Indexing files (using binary trees?) In Python

Background

I have many (thousands!) Data files with a standard field-based format (I think tab delimiters, the same fields on every line, in every file). I discuss various ways to make this data searchable / searchable. (Some options include RDBMS, NoSQL stuff, using grep / awk and friends, etc.).

Sentence

In particular, one idea that appeals to me is to “index” files in some way. Since these files are read-only (and static), I presented some persistent files containing binary trees (one for each indexed field, as in other data stores). I am open to thinking about how to do this, or to hear that this is just crazy. Basically, my favorite search engine did not give me any ready-made solutions for this.

I understand that this is a little badly formed, and decisions are welcome.

Additional Information

  • files are long, not wide
    • millions of lines per hour, more than 100 files per hour
    • tab divided, not many columns (~ 10)
    • short fields (e.g. 50 characters per field)
  • queries refer to fields, combinations of fields, and may be historical.

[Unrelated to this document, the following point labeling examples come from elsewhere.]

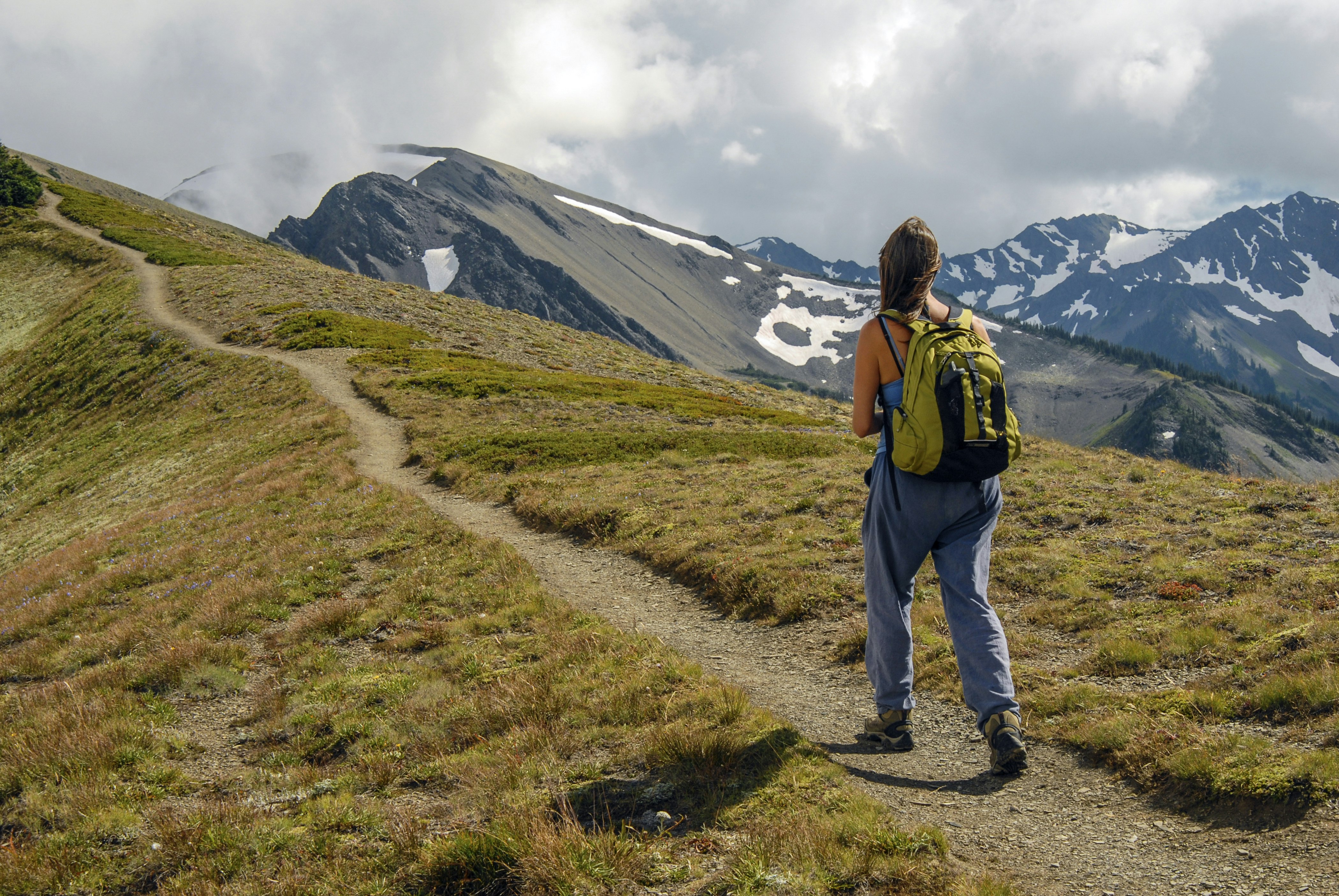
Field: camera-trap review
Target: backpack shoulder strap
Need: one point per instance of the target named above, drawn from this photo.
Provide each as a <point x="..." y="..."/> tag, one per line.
<point x="898" y="358"/>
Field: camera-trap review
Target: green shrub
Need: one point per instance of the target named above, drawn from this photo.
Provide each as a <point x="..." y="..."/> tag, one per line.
<point x="340" y="331"/>
<point x="471" y="863"/>
<point x="19" y="185"/>
<point x="1124" y="657"/>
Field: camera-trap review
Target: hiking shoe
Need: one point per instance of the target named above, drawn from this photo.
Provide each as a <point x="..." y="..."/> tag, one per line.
<point x="1005" y="735"/>
<point x="891" y="731"/>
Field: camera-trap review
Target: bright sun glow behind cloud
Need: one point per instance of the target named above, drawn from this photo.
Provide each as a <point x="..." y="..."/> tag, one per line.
<point x="821" y="124"/>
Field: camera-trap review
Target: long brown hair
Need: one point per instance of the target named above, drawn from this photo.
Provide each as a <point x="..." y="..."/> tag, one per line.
<point x="907" y="268"/>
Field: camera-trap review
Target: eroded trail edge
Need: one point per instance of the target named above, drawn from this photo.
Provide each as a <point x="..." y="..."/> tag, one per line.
<point x="1061" y="828"/>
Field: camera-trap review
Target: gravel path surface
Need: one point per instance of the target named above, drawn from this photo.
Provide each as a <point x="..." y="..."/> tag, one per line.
<point x="1064" y="827"/>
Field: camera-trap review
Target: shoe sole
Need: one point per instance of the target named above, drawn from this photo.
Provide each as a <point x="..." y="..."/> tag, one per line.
<point x="886" y="743"/>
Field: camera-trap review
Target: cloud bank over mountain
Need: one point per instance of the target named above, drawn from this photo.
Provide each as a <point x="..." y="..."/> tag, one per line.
<point x="824" y="125"/>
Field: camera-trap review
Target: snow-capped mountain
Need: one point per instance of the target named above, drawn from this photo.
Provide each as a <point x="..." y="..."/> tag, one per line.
<point x="787" y="253"/>
<point x="1250" y="295"/>
<point x="1046" y="255"/>
<point x="509" y="239"/>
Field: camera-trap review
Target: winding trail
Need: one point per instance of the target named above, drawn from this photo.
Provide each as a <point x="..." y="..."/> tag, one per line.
<point x="1064" y="827"/>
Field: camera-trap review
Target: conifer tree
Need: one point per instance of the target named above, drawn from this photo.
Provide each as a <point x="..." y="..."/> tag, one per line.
<point x="19" y="184"/>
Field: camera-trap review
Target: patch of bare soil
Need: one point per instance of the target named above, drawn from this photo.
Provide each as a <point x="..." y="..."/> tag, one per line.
<point x="1064" y="827"/>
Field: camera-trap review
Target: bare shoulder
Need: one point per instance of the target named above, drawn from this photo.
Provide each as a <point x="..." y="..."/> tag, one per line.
<point x="979" y="328"/>
<point x="871" y="327"/>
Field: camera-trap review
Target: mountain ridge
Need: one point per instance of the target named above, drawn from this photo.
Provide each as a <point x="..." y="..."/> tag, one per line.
<point x="1250" y="295"/>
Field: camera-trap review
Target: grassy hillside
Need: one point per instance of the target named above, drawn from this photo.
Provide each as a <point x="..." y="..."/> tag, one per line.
<point x="1176" y="624"/>
<point x="228" y="664"/>
<point x="1180" y="625"/>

Disadvantages of various solutions:

(All of them are based on my observations and tests, but I am open for correction)

Bdb

  • has problems scaling to large file sizes (in my experience, when they have 2 GB or so, performance can be terrible).
  • solo writer (if you can get around this, I want to see the code!)
  • it’s hard to do multiple indexing, that is, indexing across different fields at the same time (of course, you can do this by copying the data over and over).
  • since it only stores strings, serialization / deserialization is done

RDBMSes

Wins:

  • flat table model great for querying, indexing

Losses:

  • In my experience, the problem is with indexing. From what I saw (and please correct me if I am wrong), the problem is with rdbmses that I know (sqlite, postgres) that support either batch loading (then indexing is slow at the end) or loading on a line is low ) Maybe I need more performance tuning.
+4
source share
5 answers

Why reinvent the wheel? Index files anyway, but use Whoosh or Lucene , etc.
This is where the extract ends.